Some individuals are “immune” to poison ivy. True! This is most common in very young children, who have not been exposed to the urushiol oil in the past, but a lucky 10-15% of older individuals have immune systems that are unable to recognize or react to the oil even after multiple exposures.

Steroids are necessary, or are the treatment of choice. False! While steroids (e.g. Prednisone) are prescribed routinely by many doctors for Poison Ivy, there is actually no scientific proof they work. Steroids are powerful anti-inflammatory drugs more commonly used for serious illnesses like asthma, kidney disease, and lupus.  While they probably do help, they also carry with them very significant risks and side effects. Steroids are “big guns” which are over-prescribed for this problem. They really should be reserved for only the most severe cases.
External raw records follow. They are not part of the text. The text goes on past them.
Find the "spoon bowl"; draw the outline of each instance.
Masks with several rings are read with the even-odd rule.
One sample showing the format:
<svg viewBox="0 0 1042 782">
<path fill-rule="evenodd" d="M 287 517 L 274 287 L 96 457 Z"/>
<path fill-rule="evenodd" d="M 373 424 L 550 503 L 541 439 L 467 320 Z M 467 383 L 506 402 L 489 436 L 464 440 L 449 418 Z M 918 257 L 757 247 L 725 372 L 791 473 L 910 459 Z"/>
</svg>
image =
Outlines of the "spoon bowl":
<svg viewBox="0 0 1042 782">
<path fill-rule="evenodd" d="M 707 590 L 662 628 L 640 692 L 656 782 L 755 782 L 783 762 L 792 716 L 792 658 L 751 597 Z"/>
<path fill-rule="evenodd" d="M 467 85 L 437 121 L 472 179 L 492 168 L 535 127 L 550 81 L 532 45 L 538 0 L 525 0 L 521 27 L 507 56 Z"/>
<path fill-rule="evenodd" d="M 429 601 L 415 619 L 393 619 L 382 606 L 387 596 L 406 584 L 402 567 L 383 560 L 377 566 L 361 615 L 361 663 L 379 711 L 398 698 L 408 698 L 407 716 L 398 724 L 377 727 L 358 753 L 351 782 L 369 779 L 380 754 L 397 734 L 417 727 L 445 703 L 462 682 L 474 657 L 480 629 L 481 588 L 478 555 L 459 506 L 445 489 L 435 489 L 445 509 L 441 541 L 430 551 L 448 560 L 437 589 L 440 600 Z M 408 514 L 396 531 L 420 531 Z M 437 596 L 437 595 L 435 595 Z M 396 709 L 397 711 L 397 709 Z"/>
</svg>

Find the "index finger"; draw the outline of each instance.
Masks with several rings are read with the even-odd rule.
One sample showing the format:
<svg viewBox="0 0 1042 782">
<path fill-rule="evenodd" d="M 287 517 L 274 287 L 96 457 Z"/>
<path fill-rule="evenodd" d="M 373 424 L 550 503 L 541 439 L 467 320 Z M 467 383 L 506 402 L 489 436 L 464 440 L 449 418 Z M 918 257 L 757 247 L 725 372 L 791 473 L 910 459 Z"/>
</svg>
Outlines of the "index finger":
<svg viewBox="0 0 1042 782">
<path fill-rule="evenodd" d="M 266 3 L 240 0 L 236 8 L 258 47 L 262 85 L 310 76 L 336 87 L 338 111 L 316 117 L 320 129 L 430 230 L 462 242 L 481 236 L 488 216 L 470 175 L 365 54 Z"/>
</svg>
Prevention is best. The only way to prevent Rhus Dermatitis is to prevent children from coming into contact with the oil, which is found on the leaves. Parents & children should both learn to recognize these plants and stay away from them.  Parents burning leaves in the fall should avoid inadvertently burning Poison Ivy as well. Children should not be allowed to play in areas where poison ivy is known to exist.